Absolutely. Without a doubt, the Child Advocacy Clinic was a formative part of my career. Through the clinic, I gained substantive and practical experience in education law, delinquency issues, juvenile transfer work and policy initiatives. I had the opportunity to work with skilled attorneys and, as a student practitioner, assist with legal representation of young people in education and post-conviction cases. UVA Law also offered courses that prepared me for my career, such as Children and the Law, Issues in Poverty Law, Special Education Law, Professional Responsibility for Public Interest Law, Nonprofit Organizations, and Education Law and Policy. Lastly, I spent a year conducting a directed research project with [former] Professor [Tomiko] Brown-Nagin on disability advocacy and school compliance.
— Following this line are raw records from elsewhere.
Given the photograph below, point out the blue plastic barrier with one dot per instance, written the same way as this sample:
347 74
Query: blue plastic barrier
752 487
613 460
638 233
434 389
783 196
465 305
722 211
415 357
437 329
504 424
Can you offer any advice to UVA Law students interested in following a similar career path?

The most important advice I have is to spend as much time getting clinical and practical experience as you can and experiment. Seek out many and varied experiences to figure out what you are passionate about, what you care about, and what type of legal work, if any, you like to practice. UVA Law is a great place to do all of that.

Also, I don't think there is one path. It feels weird for me to say that, as I have had a really linear path that brought me to this point. But working with my partner, Sarah, each day and sharing the experiences we have during SJP's startup and every day since, it is clear that there is no one "set" way to arrive at your career. For example, Sarah focused her law school career on international human rights in post-conflict African nations. As her focus shifted nationally to both human rights issues and direct representation, she got a postgraduate fellowship at PDS in hopes of kickstarting a career in indigent defense. Although she saw juvenile conditions of confinement work as a steppingstone to public defense, her experience at PDS ended up spurring something completely different.

Lastly, think outside of the box. Don't take no for an answer. If you are passionate about your career and the type of work you intend to pursue, be creative in seeking out legal opportunities and securing nontraditional employment. Do not be scared to ask for opportunities and keep asking until you get a chance. To take the mantra of Echoing Green: Be Bold.